The Brundibar story itself is pretty simple but, with the embellishment of the helpful creatures and the delightful support of the chorus of children, there is plenty enough going on to keep one’s attention.

The music, also, has a kind of Kurt Weill-ish flavor that adds an additionally shadowy and angular feeling to the goings on; no one is belting out Broadway anthems in this show. The cast, which includes a whole bunch of kids, does a remarkably good job of rendering the not exactly tuneful nor tonally straightforward music.

Cast picture from a production of 'Brundibar' at Terezin concentration camp in the 1940s

Cast picture from a production of “Brundibar”
at Terezin concentration camp in the 1940s
Photo: www.holocaust.cz

The mini-musical, Brundibar, is prefixed, in this Tony Kushner adaptation, by But The Giraffe!, which dramatizes events just before a family is deported to a concentration camp. The family can only pack a single suitcase and there is a face-off between young Eva (played luminously and hilariously by Nora Iammarino) who wants desperately to pack her giraffe doll and the father (Phil Berman), who, presumably though not explicitly as the composer of what we are about, in the next act, to see and hear, wants to pack his score for a children’s opera.

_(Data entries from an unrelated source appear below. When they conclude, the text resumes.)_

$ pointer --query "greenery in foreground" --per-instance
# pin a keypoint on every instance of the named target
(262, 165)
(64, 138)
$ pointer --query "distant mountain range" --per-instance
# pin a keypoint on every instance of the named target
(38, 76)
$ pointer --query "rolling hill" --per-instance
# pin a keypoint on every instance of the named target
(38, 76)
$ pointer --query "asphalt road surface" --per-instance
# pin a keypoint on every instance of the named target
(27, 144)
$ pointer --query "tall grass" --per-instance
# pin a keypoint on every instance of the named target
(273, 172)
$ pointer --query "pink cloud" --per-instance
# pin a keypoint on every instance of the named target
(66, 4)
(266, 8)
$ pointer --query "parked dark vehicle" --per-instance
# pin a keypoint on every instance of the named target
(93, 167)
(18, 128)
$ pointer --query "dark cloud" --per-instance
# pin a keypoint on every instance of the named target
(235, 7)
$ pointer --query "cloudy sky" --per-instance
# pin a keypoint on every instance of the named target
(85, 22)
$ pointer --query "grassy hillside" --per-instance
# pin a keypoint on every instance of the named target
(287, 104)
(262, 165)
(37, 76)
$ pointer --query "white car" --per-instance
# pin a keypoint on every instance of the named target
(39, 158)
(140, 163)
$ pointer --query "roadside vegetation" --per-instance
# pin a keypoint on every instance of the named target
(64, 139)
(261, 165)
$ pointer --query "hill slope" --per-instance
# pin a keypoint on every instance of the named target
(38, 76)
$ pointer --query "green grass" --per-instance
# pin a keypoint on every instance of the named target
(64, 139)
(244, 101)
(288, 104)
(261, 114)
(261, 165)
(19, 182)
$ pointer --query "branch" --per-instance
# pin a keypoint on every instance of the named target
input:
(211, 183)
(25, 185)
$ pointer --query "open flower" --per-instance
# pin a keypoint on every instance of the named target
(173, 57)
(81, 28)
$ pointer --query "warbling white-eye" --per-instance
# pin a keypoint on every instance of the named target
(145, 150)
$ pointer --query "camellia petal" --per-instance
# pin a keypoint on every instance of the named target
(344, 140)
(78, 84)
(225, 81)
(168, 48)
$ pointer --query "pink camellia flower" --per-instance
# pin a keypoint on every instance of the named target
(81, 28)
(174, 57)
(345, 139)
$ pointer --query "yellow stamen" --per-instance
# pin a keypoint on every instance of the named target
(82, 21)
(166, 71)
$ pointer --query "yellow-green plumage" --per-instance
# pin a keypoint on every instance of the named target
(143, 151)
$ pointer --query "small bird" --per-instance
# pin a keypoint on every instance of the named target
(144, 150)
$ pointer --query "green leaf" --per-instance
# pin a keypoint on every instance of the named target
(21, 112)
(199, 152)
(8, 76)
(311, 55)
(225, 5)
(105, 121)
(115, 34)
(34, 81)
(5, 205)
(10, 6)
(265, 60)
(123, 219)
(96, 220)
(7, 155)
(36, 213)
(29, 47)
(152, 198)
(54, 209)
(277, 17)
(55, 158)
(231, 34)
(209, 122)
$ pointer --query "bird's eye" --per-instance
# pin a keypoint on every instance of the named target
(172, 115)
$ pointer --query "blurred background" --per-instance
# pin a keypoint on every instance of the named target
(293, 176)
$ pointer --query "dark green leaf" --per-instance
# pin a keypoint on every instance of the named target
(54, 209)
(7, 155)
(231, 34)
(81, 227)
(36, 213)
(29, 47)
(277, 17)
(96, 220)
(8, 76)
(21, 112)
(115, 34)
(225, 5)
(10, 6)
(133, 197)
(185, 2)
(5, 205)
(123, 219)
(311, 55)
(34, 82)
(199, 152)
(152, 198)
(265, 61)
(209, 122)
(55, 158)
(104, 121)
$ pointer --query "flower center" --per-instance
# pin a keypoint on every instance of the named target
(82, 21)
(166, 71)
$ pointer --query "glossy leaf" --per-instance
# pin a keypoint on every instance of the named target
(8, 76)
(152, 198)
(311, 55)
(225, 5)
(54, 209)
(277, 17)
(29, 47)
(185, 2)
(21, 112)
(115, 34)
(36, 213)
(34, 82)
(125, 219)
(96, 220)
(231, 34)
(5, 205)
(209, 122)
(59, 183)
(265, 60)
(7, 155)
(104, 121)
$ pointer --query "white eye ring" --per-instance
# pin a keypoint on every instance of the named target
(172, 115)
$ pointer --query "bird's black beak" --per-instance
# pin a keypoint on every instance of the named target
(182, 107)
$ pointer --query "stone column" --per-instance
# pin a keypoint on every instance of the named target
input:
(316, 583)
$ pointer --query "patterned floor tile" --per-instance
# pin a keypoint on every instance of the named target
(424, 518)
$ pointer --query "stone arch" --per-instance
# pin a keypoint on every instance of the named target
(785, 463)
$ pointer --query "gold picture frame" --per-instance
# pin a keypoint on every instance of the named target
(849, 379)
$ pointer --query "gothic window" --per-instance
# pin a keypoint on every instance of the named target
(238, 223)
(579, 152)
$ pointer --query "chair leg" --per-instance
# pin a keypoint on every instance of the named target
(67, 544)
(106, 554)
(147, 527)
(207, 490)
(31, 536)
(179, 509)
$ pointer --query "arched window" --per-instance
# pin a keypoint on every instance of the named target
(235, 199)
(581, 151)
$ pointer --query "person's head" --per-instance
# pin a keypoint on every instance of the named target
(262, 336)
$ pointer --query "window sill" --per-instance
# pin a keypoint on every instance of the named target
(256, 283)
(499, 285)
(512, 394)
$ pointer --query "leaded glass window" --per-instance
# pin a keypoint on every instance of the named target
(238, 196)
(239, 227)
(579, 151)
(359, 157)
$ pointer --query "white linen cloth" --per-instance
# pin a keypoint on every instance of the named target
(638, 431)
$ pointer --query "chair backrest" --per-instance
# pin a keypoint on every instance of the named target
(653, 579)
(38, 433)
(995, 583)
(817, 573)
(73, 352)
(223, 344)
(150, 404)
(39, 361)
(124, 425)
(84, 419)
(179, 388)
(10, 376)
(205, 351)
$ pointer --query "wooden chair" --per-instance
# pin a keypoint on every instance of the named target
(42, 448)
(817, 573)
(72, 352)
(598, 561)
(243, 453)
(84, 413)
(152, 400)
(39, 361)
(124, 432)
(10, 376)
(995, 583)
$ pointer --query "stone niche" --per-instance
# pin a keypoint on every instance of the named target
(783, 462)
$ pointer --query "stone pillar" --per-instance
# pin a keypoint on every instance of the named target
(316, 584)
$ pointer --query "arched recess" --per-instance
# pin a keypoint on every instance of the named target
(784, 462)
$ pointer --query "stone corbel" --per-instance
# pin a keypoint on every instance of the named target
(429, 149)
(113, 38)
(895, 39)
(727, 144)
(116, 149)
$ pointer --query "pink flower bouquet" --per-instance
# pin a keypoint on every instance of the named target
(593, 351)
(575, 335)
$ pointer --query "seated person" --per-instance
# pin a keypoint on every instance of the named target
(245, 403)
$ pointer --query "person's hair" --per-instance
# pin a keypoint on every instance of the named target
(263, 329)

The inherent tragedy of deportation becomes a surprisingly light comedy that in its obvious contrast to the prevailing situation casts subtle but deep shadows.

From a production of 'Brundibar' at Terezin concentration camp in the 1940s

From a production of “Brundibar”
at Terezin concentration camp in the 1940s
Photo: Courtesy of Central Square Theater

Among others, Jeremiah Kissel (Grandpa), seen this past January in the New Repertory Theatre’s exquisite Imagining Madoff, and Debra Wise (Grandmother), artistic director of Underground Railway Theater and very vividly remembered for her role in The How and The Why in 2012 at Central Square Theater, offer adept support.

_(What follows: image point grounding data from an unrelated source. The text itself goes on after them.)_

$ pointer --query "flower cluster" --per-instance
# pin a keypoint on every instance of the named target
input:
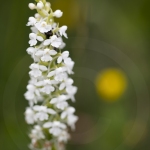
(50, 87)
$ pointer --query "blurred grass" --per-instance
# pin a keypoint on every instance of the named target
(123, 24)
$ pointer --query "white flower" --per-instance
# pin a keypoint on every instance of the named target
(62, 31)
(37, 70)
(66, 83)
(71, 90)
(58, 13)
(40, 5)
(42, 112)
(63, 56)
(36, 134)
(63, 137)
(33, 39)
(32, 6)
(54, 41)
(33, 94)
(32, 51)
(48, 88)
(62, 43)
(31, 22)
(69, 64)
(56, 127)
(60, 74)
(43, 27)
(47, 53)
(60, 102)
(71, 120)
(67, 112)
(29, 113)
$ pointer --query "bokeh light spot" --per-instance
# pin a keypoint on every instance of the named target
(111, 84)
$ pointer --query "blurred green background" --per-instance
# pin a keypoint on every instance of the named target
(103, 34)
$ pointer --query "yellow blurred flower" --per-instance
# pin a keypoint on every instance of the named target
(71, 12)
(111, 84)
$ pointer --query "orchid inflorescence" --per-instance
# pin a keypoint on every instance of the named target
(50, 87)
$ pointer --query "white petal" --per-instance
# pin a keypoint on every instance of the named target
(52, 73)
(43, 68)
(51, 111)
(32, 36)
(59, 60)
(46, 58)
(47, 42)
(47, 125)
(65, 54)
(52, 52)
(62, 86)
(39, 38)
(32, 42)
(53, 101)
(39, 53)
(58, 13)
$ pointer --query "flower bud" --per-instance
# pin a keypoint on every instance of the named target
(40, 5)
(32, 6)
(58, 13)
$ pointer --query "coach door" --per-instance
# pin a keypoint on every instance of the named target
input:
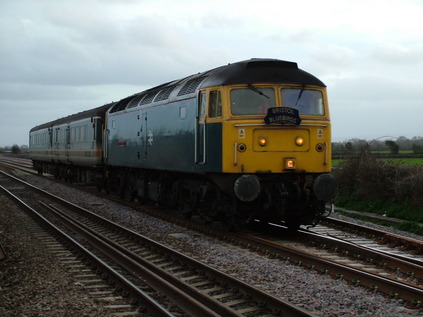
(142, 154)
(200, 130)
(68, 144)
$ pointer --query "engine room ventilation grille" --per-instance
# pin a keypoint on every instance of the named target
(191, 86)
(121, 105)
(149, 97)
(134, 102)
(164, 93)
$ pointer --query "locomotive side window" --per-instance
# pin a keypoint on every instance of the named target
(182, 112)
(252, 100)
(203, 103)
(306, 101)
(215, 109)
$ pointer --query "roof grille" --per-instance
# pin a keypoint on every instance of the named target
(164, 93)
(149, 97)
(121, 105)
(191, 86)
(134, 102)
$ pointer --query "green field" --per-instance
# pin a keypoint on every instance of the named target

The evening is short, but lively and colorful, and it is another great example of Central Square Theater’s repertoire of shows that appeal to both younger and older audiences. It is also a show that, despite its fairy-tale-ness, is also particularly heartrending, both in its outer story of deportation, and in its inner symbolic story of unbridled maleficence and the hope that public good-will can overcome it.